So let’s say I have the hubris to pluck the Maestro’s thesis from an otherwise whole (and I think, thoroughly entertaining) article, and run with it. I might say that the “criteria of Absolute Good” may very well be forever unrevealed, but indeed it’s that very Mystery, in the form of the search for each composer’s own honest expression of Good, which has fostered Music’s evolution to the point as Mr. Babbitt sees it as reaching “…a stage long since attained by other forms of activity…” More loftily: Through the absence of Knowledge We have created Beauty, all of which is Beautiful because it strives toward the unattainable Good.

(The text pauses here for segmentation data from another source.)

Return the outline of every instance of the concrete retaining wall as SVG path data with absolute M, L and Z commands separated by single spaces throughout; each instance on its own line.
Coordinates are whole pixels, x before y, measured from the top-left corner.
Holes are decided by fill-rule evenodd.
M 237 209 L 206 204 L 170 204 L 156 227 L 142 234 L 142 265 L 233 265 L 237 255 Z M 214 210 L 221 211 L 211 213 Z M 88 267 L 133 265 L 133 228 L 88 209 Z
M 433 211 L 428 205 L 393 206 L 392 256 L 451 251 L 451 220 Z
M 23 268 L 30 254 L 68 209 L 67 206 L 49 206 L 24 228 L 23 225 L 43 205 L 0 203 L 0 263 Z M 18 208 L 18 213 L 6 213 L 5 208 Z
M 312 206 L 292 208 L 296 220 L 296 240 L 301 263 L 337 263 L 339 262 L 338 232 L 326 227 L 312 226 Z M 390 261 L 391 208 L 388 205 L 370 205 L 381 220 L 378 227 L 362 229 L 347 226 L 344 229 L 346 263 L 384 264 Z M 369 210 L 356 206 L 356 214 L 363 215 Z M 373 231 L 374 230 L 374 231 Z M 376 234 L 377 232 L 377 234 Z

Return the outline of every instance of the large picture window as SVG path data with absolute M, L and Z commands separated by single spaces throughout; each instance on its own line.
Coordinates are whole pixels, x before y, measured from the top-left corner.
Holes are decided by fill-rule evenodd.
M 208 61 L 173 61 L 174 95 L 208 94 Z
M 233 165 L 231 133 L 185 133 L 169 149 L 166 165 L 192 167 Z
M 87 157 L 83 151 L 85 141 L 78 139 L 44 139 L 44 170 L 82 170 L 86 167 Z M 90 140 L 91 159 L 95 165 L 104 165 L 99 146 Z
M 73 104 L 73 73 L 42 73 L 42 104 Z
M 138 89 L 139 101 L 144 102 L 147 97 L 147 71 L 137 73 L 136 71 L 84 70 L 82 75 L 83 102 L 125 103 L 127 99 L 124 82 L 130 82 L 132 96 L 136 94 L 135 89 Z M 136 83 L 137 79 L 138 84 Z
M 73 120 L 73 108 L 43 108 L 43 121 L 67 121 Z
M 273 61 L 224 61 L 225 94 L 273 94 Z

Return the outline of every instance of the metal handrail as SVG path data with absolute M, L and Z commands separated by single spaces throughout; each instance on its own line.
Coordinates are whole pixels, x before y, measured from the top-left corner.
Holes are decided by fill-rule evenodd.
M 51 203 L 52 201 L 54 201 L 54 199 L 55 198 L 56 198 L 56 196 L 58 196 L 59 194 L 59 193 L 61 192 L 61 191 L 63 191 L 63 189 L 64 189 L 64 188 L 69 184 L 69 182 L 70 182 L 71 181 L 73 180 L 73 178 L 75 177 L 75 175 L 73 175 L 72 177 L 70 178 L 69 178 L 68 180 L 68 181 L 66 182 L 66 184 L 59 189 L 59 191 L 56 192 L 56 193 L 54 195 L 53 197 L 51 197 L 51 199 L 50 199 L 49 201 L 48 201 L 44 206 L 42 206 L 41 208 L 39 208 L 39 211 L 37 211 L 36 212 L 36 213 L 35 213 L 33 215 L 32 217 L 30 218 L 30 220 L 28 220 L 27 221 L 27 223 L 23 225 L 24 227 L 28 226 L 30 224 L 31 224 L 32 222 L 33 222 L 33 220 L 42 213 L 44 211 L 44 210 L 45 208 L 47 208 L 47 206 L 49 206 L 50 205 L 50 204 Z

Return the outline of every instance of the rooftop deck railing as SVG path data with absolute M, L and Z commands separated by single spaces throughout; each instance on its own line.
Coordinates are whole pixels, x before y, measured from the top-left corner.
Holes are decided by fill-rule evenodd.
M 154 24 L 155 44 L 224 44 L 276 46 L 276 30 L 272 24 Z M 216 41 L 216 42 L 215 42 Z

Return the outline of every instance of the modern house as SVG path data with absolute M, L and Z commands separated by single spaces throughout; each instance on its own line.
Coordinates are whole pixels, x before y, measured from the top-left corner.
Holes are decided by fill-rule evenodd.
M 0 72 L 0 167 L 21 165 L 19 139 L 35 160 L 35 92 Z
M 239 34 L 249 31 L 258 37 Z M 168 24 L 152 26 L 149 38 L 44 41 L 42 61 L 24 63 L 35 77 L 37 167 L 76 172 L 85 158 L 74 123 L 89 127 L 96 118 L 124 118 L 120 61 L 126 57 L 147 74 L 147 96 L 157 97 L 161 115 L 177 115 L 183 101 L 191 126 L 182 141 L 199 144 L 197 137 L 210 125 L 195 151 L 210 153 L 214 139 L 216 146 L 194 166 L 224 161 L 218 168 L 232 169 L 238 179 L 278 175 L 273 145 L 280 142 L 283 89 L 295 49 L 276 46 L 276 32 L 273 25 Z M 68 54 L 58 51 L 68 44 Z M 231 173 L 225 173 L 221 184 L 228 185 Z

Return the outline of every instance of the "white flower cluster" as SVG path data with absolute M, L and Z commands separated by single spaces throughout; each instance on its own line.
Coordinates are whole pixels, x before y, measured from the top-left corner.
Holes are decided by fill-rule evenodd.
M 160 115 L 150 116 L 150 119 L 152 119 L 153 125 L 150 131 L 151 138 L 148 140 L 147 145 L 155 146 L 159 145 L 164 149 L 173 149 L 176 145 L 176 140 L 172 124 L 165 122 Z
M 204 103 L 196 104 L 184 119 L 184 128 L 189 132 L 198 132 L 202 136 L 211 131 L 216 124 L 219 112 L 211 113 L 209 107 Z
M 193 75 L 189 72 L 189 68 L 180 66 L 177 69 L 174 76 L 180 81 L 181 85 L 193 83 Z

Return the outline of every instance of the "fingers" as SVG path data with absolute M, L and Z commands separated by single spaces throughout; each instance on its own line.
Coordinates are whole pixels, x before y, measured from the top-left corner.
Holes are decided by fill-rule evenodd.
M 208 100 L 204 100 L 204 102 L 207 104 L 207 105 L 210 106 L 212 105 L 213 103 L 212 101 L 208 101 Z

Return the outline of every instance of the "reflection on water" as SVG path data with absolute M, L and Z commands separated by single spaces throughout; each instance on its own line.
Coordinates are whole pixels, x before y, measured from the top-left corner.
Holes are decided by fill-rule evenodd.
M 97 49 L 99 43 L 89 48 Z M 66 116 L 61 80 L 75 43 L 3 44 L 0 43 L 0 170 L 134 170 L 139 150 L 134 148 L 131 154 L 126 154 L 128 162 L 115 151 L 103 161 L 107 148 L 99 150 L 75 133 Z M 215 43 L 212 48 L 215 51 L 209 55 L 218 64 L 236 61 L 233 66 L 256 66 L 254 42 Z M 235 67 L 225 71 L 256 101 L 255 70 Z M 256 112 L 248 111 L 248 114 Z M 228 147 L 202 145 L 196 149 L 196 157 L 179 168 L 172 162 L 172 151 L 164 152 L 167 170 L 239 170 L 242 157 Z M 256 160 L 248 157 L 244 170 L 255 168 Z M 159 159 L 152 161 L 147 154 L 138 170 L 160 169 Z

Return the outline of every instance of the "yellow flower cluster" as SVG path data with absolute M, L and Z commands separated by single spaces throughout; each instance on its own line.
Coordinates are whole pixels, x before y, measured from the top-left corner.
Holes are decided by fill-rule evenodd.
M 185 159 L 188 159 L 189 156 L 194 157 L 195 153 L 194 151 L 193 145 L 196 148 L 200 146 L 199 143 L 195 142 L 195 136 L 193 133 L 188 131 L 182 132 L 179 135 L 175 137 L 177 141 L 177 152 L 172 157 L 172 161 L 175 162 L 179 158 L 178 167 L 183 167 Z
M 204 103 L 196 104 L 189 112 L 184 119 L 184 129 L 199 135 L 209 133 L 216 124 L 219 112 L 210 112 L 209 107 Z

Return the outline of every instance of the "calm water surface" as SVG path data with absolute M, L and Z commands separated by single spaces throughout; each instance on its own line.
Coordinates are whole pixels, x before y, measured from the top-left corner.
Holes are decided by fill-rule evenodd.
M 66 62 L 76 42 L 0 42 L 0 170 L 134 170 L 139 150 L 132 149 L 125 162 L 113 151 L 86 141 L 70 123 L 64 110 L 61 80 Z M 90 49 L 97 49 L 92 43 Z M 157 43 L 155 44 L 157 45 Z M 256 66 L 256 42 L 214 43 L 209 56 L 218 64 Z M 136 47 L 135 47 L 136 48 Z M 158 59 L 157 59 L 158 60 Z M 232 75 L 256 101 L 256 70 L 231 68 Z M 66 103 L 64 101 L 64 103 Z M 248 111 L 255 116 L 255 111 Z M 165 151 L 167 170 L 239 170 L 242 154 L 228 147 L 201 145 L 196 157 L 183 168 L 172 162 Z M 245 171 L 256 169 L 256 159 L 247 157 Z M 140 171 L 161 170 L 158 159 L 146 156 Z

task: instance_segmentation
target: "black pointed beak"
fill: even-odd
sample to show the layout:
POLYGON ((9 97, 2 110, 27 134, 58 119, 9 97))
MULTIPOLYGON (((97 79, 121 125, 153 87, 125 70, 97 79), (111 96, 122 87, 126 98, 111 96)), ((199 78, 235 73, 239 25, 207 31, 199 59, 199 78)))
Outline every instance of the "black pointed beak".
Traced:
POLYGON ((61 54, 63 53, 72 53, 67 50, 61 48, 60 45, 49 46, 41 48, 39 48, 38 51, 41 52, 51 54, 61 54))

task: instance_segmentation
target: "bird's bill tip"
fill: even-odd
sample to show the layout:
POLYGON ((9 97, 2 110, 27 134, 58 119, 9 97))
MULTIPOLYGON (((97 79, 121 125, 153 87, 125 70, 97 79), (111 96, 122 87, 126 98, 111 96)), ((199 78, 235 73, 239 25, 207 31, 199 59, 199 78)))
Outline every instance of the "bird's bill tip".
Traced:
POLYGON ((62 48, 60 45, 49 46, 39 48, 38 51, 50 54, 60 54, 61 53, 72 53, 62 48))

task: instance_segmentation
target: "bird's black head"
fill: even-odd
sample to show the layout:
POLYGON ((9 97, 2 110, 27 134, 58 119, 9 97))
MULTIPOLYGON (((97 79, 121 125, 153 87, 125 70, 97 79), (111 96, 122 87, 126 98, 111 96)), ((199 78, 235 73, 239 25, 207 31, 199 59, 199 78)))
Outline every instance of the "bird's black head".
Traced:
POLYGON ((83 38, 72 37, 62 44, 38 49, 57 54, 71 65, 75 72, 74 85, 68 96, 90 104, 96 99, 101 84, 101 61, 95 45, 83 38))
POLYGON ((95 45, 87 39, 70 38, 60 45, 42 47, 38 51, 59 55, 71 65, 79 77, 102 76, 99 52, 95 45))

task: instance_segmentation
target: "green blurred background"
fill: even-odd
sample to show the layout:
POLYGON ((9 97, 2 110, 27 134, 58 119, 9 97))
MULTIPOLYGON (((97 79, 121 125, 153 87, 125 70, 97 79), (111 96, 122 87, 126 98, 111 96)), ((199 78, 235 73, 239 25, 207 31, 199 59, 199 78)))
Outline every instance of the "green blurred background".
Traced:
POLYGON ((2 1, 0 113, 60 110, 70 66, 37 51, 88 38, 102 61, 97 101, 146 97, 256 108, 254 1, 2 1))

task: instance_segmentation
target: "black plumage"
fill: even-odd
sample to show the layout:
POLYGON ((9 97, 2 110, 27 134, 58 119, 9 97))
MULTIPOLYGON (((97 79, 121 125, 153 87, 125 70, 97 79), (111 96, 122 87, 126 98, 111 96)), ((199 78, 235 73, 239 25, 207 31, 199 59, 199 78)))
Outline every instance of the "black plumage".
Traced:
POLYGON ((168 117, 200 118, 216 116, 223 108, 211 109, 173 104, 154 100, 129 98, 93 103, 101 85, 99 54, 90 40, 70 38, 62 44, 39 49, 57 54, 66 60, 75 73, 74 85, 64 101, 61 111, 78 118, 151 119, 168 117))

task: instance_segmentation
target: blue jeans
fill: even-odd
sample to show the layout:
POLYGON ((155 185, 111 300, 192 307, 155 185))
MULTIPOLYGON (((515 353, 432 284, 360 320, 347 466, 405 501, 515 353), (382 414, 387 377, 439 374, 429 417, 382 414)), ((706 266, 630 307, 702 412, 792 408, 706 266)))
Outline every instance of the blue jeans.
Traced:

Is that what we are feeling when we hear something that moves us? Is it because it’s Good, or is it because our own personal Truth happens to happily intersect with The Composer’s? In all fairness, to mangle another quote into a metaphor, some Truths are (probably) more equal than others. That is, Beethoven’s Honest exploration of Joy in his 9th Symphony does seem to jibe with almost everyone else’s concepts and perceptions on that matter. Conversely, maybe Roger Sessions’s Truthful expressions of brilliance aren’t always shared or understood by a whole heck of a lot of people. I mean, they are, to be fair, representative of the kind of American Serialism eschewed by the academic musical revolution of the 70′s I mentioned above. But they are unequivocally Honest. I can only continue to believe that audiences hear that honesty along with me, and declare it Good.